A titre d’illustration, un particulier ne peut par exemple détenir plus de neuf chiens sevrés. A défaut, il devra « mettre en place et utiliser des installations conformes aux règles sanitaires et de protection animale pour ces animaux » (C. rur., art. L.214-6). « Le vétérinaire sanitaire, au cas où il trouve les locaux insalubres pour les animaux domestiques et les animaux sauvages apprivoisés ou tenus en captivité, indique les mesures à prendre ; en cas d’inexécution, il adresse au maire et au préfet un rapport dans lequel il fait connaître les mesures de désinfection et de nettoyage qu’il a recommandées et qu’il juge utiles pour y remédier. Le préfet peut ordonner aux frais de qui de droit, et dans un délai qu’il détermine, l’exécution de ces mesures. En cas d’urgence, le maire peut prescrire des mesures provisoires » (C. rur., art. L.214-16).

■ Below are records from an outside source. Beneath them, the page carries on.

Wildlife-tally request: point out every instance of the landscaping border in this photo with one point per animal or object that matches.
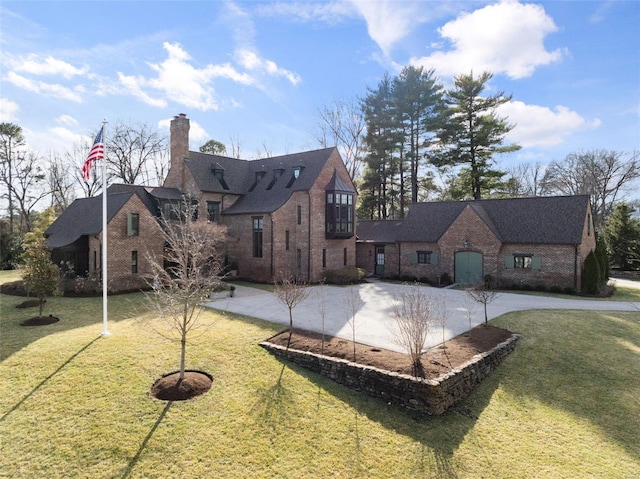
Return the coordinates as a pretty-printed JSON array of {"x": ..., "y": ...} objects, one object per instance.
[{"x": 429, "y": 396}]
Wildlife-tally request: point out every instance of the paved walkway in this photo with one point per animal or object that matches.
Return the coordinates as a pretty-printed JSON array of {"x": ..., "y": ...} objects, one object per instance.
[{"x": 373, "y": 302}]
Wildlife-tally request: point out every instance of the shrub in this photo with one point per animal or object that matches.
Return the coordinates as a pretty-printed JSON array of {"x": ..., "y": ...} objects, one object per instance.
[
  {"x": 349, "y": 275},
  {"x": 591, "y": 274}
]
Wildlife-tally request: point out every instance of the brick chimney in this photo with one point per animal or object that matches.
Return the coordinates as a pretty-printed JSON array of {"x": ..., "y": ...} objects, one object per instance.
[{"x": 179, "y": 131}]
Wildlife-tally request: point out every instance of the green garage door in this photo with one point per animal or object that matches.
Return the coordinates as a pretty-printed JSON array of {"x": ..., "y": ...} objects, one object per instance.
[{"x": 468, "y": 267}]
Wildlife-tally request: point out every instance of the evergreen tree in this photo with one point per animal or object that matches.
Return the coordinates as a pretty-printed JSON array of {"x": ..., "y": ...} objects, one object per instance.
[
  {"x": 623, "y": 238},
  {"x": 473, "y": 132}
]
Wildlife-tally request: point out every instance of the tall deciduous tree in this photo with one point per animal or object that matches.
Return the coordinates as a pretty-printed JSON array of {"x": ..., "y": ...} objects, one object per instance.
[
  {"x": 131, "y": 152},
  {"x": 473, "y": 132},
  {"x": 40, "y": 274},
  {"x": 605, "y": 175}
]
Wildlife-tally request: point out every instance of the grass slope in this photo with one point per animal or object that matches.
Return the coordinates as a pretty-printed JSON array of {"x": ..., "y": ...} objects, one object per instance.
[{"x": 566, "y": 403}]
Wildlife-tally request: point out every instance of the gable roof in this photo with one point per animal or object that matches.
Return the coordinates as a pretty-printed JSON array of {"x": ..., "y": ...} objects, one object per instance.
[
  {"x": 265, "y": 195},
  {"x": 535, "y": 220},
  {"x": 84, "y": 216}
]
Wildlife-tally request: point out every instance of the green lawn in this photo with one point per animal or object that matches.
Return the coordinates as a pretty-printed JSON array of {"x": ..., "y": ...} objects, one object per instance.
[{"x": 566, "y": 403}]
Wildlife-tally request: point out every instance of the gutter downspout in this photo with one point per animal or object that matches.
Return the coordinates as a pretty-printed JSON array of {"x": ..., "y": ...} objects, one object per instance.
[
  {"x": 272, "y": 236},
  {"x": 575, "y": 268},
  {"x": 309, "y": 242}
]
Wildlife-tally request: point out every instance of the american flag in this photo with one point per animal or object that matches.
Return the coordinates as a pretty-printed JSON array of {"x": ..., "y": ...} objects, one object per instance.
[{"x": 96, "y": 153}]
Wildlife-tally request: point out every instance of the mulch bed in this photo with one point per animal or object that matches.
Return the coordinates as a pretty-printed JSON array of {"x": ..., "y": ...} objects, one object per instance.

Ces mesures provisoires, non précisées par le législateur, peuvent être multiples. Le maire peut en effet agir pour faire cesser des nuisances qui pourraient résulter de mauvaises conditions de détention des animaux. Il est malheureusement à souligner que les pouvoirs de police municipale du maire ne lui permettent pas de prendre des mesures uniquement liées au bien-être animal. Toute action enclenchée sur la base des articles précités doit être justifiée par l’insalubrité et non par les mauvais traitements, bien qu’ils soient très souvent liés.

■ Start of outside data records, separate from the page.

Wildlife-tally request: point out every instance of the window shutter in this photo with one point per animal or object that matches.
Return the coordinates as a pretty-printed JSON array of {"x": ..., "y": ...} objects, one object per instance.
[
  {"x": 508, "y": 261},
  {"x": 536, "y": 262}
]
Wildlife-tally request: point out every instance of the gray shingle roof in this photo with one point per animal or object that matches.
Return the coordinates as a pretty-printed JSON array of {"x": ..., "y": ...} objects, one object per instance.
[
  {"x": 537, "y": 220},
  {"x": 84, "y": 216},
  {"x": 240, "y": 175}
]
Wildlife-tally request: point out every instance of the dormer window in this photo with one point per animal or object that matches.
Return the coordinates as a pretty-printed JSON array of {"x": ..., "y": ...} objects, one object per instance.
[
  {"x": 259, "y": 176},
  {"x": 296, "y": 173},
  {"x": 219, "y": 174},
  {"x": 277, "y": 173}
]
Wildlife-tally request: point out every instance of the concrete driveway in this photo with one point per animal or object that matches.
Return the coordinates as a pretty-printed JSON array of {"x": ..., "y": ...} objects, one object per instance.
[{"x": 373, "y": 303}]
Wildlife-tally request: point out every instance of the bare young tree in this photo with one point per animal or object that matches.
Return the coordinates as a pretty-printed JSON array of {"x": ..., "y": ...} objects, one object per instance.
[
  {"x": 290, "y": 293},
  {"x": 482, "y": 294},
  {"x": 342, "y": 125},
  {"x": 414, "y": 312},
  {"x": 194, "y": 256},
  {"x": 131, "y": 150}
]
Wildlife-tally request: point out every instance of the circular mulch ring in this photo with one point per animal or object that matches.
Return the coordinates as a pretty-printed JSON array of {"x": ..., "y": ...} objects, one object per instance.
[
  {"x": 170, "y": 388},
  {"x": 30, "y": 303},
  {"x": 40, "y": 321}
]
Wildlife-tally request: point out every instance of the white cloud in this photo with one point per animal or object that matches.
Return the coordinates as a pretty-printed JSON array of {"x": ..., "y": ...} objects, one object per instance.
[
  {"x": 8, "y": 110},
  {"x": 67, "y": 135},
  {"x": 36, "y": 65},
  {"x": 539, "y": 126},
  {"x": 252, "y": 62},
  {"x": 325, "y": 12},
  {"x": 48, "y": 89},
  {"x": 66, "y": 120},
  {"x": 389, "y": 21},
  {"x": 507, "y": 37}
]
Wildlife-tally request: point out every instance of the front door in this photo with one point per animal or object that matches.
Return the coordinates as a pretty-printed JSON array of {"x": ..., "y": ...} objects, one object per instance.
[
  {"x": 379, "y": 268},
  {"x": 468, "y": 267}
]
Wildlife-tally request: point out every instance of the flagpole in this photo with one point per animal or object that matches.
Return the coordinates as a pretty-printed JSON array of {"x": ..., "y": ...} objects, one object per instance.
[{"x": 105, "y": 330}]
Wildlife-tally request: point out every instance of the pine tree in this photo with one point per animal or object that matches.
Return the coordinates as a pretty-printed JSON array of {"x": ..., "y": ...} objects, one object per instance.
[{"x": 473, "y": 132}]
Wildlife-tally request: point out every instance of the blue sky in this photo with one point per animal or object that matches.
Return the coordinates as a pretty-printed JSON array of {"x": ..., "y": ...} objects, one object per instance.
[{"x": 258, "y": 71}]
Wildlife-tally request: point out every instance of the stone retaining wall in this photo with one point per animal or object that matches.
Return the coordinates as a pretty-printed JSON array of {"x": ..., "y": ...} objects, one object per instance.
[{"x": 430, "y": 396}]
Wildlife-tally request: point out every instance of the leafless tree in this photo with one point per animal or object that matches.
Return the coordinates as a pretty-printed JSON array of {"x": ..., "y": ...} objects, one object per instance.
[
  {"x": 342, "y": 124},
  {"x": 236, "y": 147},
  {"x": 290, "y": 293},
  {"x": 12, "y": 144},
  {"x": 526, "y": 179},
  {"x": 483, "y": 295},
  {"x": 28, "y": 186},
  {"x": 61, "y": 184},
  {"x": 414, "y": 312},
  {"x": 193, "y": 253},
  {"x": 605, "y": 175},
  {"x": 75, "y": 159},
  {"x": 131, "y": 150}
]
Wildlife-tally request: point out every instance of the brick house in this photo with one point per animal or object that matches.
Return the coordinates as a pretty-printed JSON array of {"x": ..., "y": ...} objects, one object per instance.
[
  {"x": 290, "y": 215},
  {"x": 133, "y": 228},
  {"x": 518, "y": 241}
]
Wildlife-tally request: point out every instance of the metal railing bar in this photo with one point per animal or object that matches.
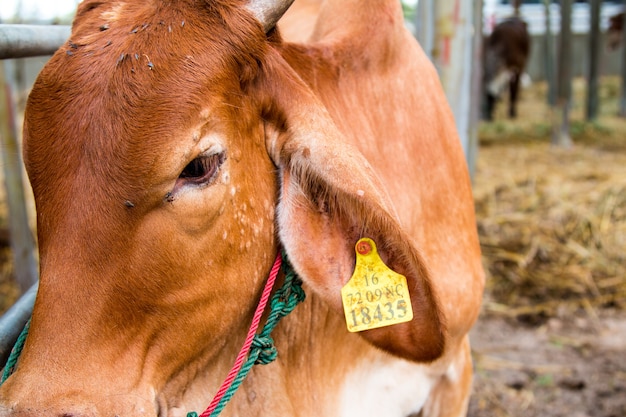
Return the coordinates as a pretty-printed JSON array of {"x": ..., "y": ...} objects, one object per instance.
[{"x": 21, "y": 41}]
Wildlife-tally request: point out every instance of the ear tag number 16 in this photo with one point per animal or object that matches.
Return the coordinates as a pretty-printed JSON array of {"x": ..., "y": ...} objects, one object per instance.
[{"x": 375, "y": 296}]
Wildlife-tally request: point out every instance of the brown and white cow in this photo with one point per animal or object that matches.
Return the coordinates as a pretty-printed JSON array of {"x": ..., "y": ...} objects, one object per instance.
[
  {"x": 172, "y": 146},
  {"x": 506, "y": 52}
]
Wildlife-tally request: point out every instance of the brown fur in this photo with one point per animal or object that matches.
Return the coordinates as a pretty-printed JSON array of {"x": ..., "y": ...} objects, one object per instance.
[{"x": 143, "y": 306}]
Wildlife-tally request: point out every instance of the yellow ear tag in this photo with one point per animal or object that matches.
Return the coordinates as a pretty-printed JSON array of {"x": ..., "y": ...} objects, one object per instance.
[{"x": 375, "y": 296}]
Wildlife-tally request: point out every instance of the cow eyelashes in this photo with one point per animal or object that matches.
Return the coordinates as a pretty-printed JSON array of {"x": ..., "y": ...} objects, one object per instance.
[{"x": 202, "y": 169}]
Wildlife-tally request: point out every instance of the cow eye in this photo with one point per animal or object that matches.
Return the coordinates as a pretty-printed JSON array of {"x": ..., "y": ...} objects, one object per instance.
[{"x": 202, "y": 169}]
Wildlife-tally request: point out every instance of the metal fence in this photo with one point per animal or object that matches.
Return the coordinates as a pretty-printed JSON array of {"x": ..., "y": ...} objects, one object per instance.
[{"x": 20, "y": 41}]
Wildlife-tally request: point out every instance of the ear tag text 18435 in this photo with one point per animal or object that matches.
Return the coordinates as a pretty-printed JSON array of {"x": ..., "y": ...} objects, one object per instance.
[{"x": 375, "y": 296}]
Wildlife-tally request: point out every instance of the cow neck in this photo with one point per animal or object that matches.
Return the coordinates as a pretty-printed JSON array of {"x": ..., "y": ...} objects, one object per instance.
[{"x": 259, "y": 348}]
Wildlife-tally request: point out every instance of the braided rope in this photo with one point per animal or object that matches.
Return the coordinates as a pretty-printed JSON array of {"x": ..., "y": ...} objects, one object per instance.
[
  {"x": 15, "y": 353},
  {"x": 259, "y": 347},
  {"x": 262, "y": 350}
]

A l’inverse, le préfet est compétent en la matière. Plus précisément, « si, du fait de mauvais traitements ou d’absence de soins, des animaux domestiques ou des animaux sauvages apprivoisés ou tenus en captivité sont trouvés gravement malades ou blessés ou en état de misère physiologique, le préfet prend les mesures nécessaires pour que la souffrance des animaux soit réduite au minimum ; il peut ordonner l’abattage ou la mise à mort éventuellement sur place. Les frais entraînés par la mise en oeuvre de ces mesures sont à la charge du propriétaire » (C. rur., art. R.214-17, al. 10). Il existe donc un recours en dehors de toute procédure pénale pour retirer les animaux (ou les faire euthanasier dans les pires hypothèses).

En tout état de cause, le recours classique au droit pénal reste de mise en matière de syndrome de Noé, principalement caractérisé par le mauvais soin des animaux. Si vous constatez une telle situation, le mieux semble être de contacter le maire ou le préfet, mais également une association de protection animale.